Cattlemen fear that if the national brucellosis surveillance program is phased out, an expensive mandatory livestock ID program could take its place.

The Ranchers-Cattlemen Action Legal Fund board of directors is recommending that the USDA keep its brucellosis surveillance and vaccination program in place, in fear that if USDA phases out the program, it would set the stage for a mandatory national livestock ID program.

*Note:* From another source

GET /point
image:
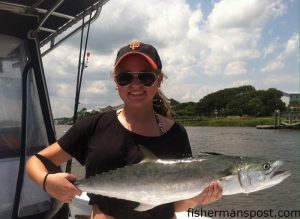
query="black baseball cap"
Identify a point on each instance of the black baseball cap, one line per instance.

USDA is currently moving toward ending the federal brucellosis program in brucellosis-free states, R-CALF vice president Max Thornsberry says. However, he says that if USDA eliminates the program, it would leave an opening for a mandatory ID program which the cattlemen think would be too expensive for smaller cattle producers.

"Right now, (the brucellosis program) is the only trace-back program we have for animal diseases," says Thornsberry.

R-CALF supports the current voluntary livestock ID program. Thornsberry, a Missouri veterinarian who runs a cattle feedlot, uses it on his own operation and finds it useful, but warns that a mandatory program "could put small outfits out of business."

Jim Watson, state veterinarian for the Mississippi Board of Animal Health and president of the National Assembly of State Animal Health Officials, agrees that the current brucellosis surveillance program could be useful for other diseases as well.

"Part of the problem is just the name, 'brucellosis,'" he says.